The whole point of a pipeline is that inference is clean. The fitted object handles everything.

best_pipe   = search.best_estimator_
new_data    = pd.DataFrame(X_test[:3], columns=cancer.feature_names)
predictions = best_pipe.predict(new_data.values)
probs       = best_pipe.predict_proba(new_data.values)

display(new_data.iloc[:, :4].round(2))

display(pd.DataFrame([
    {'Sample': i+1,
     'Predicted label': cancer.target_names[pred],
     'Confidence': f'{prob.max():.2%}'}
    for i, (pred, prob) in enumerate(zip(predictions, probs))
]))
mean radius mean texture mean perimeter mean area
0 19.55 28.77 133.60 1207.0
1 11.13 16.62 70.47 381.1
2 13.82 24.49 92.33 595.9
Sample Predicted label Confidence
0 1 malignant 100.00%
1 2 benign 99.92%
2 3 malignant 95.88%

Tip

When you save and reload a trained pipeline (covered in the next section), preprocessing is included automatically. You hand a raw row of data to the loaded pipeline, and it produces a prediction — exactly as during training.

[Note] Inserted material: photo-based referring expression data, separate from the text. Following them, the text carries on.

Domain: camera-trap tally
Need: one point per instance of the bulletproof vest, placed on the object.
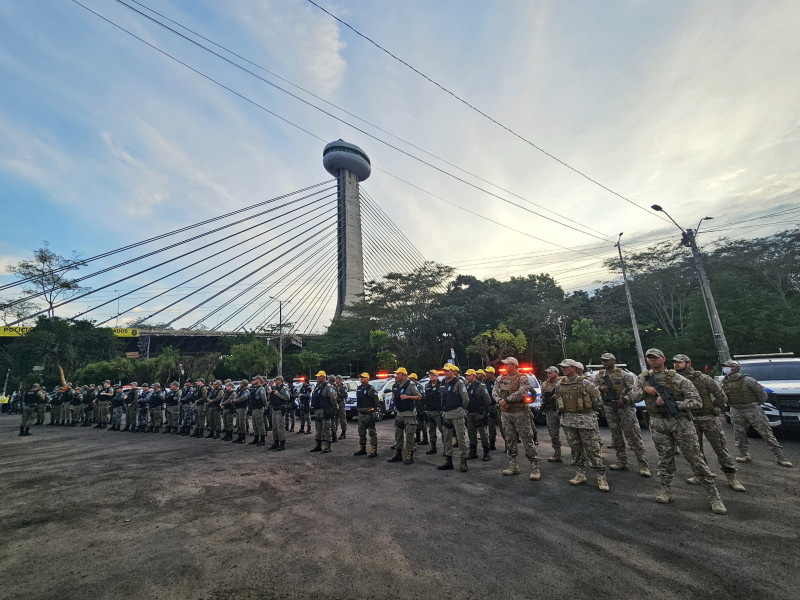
(475, 405)
(574, 396)
(400, 404)
(705, 395)
(363, 400)
(615, 375)
(451, 399)
(737, 392)
(667, 378)
(320, 398)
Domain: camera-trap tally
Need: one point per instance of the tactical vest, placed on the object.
(401, 404)
(737, 392)
(451, 399)
(363, 400)
(574, 397)
(672, 387)
(708, 400)
(476, 405)
(615, 375)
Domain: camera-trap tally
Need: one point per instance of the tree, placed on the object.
(46, 274)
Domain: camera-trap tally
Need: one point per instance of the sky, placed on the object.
(104, 141)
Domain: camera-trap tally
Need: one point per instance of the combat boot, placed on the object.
(734, 483)
(448, 464)
(398, 457)
(473, 451)
(579, 479)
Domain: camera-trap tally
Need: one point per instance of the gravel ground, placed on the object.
(88, 513)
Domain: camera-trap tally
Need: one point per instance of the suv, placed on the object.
(780, 376)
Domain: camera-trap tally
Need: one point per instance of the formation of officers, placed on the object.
(684, 407)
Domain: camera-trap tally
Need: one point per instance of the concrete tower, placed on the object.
(350, 165)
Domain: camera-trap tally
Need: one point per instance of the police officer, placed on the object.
(477, 415)
(258, 401)
(367, 402)
(323, 400)
(577, 399)
(279, 402)
(511, 391)
(454, 401)
(669, 397)
(405, 395)
(214, 398)
(433, 409)
(31, 401)
(707, 419)
(745, 397)
(551, 412)
(615, 387)
(200, 407)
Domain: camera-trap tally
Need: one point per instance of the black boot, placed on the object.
(473, 451)
(448, 464)
(398, 456)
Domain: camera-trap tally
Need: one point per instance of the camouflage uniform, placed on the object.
(621, 416)
(578, 400)
(670, 432)
(516, 419)
(745, 396)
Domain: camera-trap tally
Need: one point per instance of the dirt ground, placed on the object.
(89, 513)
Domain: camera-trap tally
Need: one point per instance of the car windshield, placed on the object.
(773, 371)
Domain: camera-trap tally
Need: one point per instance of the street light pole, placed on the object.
(639, 351)
(690, 240)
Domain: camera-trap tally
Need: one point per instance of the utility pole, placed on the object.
(639, 351)
(690, 241)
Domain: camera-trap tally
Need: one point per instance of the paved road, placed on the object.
(87, 513)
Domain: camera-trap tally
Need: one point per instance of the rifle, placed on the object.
(662, 390)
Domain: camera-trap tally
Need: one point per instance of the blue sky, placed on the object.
(691, 105)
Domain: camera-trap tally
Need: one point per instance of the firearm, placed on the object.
(662, 390)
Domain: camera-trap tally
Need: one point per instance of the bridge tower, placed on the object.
(350, 165)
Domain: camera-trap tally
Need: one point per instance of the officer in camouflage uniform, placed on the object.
(214, 398)
(405, 395)
(745, 397)
(551, 413)
(323, 399)
(367, 402)
(670, 431)
(432, 400)
(477, 415)
(200, 407)
(31, 401)
(615, 387)
(577, 399)
(707, 419)
(510, 392)
(279, 404)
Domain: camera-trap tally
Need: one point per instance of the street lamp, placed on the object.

6.4.4.7. Pipeline Inspection#

You can access any step in a fitted pipeline by name.

steps_df = pd.DataFrame([
    {'Step name': name, 'Class': type(step).__name__}
    for name, step in best_pipe.steps
])
display(steps_df)

fitted_scaler = best_pipe.named_steps['scaler']
fitted_model  = best_pipe.named_steps['model']

display(pd.DataFrame([
    {'Property': 'Scaler mean (first 3 features)', 'Value': str(fitted_scaler.mean_[:3].round(3))},
    {'Property': 'Model C',                        'Value': fitted_model.C},
    {'Property': 'Coefficient shape',              'Value': str(fitted_model.coef_.shape)},
]))
Step name Class
0 scaler StandardScaler
1 model LogisticRegression
Property Value
0 Scaler mean (first 3 features) [14.067 19.247 91.557]
1 Model C 0.1
2 Coefficient shape (1, 30)

6.4.4.8. Summary#

Pattern

When to Use

Pipeline([('scaler', ...), ('model', ...)])

Any time you preprocess before modelling

ColumnTransformer

Mixed numeric and categorical columns

Pipeline + cross_val_score

Leak-free cross-validation

Pipeline + GridSearchCV

Hyperparameter tuning across preprocessing and model

pipeline.predict(raw_data)

Clean inference in production

A pipeline is not just a convenience — it is a contract. It guarantees that the exact same sequence of operations that was applied during training will be applied to every new sample at prediction time. Build pipelines from day one.